The problem with that is that this is all rather ‘standard’. When you already have a fully customized Prometheus/Grafana setup in Rancher 1, such as we do, it seems a waste to throw this out the window. The journey from a Rancher 1 ‘cattle’ Prometheus/Grafana to Rancher 2 K8s went very smooth and was fairly easy.
However, with Prometheus, you historically would have to edit the prometheus.yaml file every time you want to scrape a new application, unless you had already added your own custom discovery tool as a scrape.
Fixing the incomplete data with auto-discovery
A problem that I faced with directly scraping a Longhorn and Spring Boot (or any other) Service in K8s, is that only one of the many backend pods behind that Service is scraped. So, you end up with incomplete data in Prometheus and hence incomplete data in your dashboards in Grafana. In Prometheus, you can see that only one of three existing Longhorn endpoints is scraped.

In Grafana, you can see that there is only one node accounted for and the other two are reported as ‘Failed Nodes’. To make matters worse, only one of seven volumes is reported at ‘Total Number of Volumes’.

This is where auto-discovery of Kubernetes endpoint services comes in as a true savior. Many web pages describe the various aspects of scraping, but I found none of them complete and others had critical errors.
In this blog post, I’ll provide you with a minimal and simple configuration to bring your Prometheus configuration with auto-discovery of Kubernetes endpoint services up to speed.
1. Include configMap additions for Prometheus
Add this to the end of the prometheus.yaml in your Prometheus configMap. The jobname is ‘kubernetes-service-endpoints’ as it seemed appropriate.

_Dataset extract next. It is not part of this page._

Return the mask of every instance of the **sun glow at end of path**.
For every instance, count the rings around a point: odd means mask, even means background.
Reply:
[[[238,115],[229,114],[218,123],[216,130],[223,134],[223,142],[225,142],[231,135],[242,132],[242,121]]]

# Scrape config for service endpoints.
#
# The relabeling allows the actual service scrape endpoint to be configured
# via the following annotations:
#
# * `prometheus.io/scrape`: Only scrape services that have a value of `true`
# * `prometheus.io/scheme`: If the metrics endpoint is secured then you will need
# to set this to `https` & most likely set the `tls_config` of the scrape config.
# * `prometheus.io/path`: If the metrics path is not `/metrics` override this.
# * `prometheus.io/port`: If the metrics are exposed on a different port to the
# service then set this appropriately.
- job_name: 'kubernetes-service-endpoints'
scrape_interval: 5s
scrape_timeout: 2s
kubernetes_sd_configs:
- role: endpoints
relabel_configs:
- source_labels: [__meta_kubernetes_service_annotation_prometheus_io_scrape]
action: keep
regex: true
- source_labels: [__meta_kubernetes_service_annotation_prometheus_io_scheme]
action: replace
target_label: __scheme__
regex: (https?)
- source_labels: [__meta_kubernetes_service_annotation_prometheus_io_path]
action: replace
target_label: __metrics_path__
regex: (.+)
- source_labels: [__address__, __meta_kubernetes_service_annotation_prometheus_io_port]
action: replace
target_label: __address__
regex: (.+)(?::\d+);(\d+)
replacement: $1:$2
- action: labelmap
regex: __meta_kubernetes_service_label_(.+)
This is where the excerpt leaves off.